Moraine Lake at night by Andrey Popov on

At our VC Fund, we didn’t aim to go to Canada, but ended up there anyway.

We’re a New York based early-stage venture capital firm. I was formerly a Partner at ffVC. While I was there, we invested in four Toronto-based startups as well as one Ottawa-based company, out of 60 active companies in our portfolio. In 2015, we were the second most active foreign VC in Canada.

The question some of our limited partners asked us is, “Why?”

Central Canada has many of the assets of other entrepreneurial hubs: a flourishing creative community, an active local VC community, strong engineering talent and quality universities, such as University of Toronto, University of Waterloo and Ryerson University. In 2013, Startup Genome, a platform for analyzing startup communities, listed Toronto, Vancouver, and Waterloo, Ont., among the top 20 most active startup scenes in the world.

Additionally, the Canadian government has significantly more rational immigration policies for foreign entrepreneurs than America, encouraging talented people globally to come to Canada. Plus, there are strong tax incentives for investing in R&D. For instance, for every dollar spent on an engineering team, companies can get approximately one third of the cost back via government-incentive programs. For Americans in particular, the dropping Canadian dollar makes investing in Canada significantly more attractive.

While Canada doesn’t yet have the deep financial and technical infrastructure that cities such as San Francisco and New York have built over many years of flourishing startup activity, many Silicon Valley alumni are recognizing an opportunity and relocating north.
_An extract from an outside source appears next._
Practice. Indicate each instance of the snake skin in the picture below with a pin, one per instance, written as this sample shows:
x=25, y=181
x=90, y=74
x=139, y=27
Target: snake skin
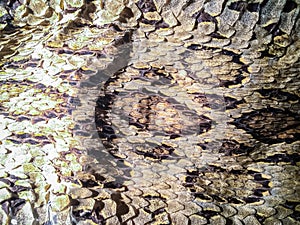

According to Startup Genome’s 2013 report, Waterloo has the highest percentage of ex-Silicon Valley entrepreneurs in the world, with 35 per cent of its chief executive officers having lived in Northern California. Similarly, 31 per cent of Toronto’s CEOs have lived in Silicon Valley.

Historically, mobile technology company Research in Motion Ltd., now BlackBerry Ltd., recruited, trained, and locked up some of Canada’s best engineers. RIM’s downturn had the unfortunate consequence of displacing many of its employees, but the good news is that there are now dozens of organized teams of engineers who are ready for their next ambitious project to tackle.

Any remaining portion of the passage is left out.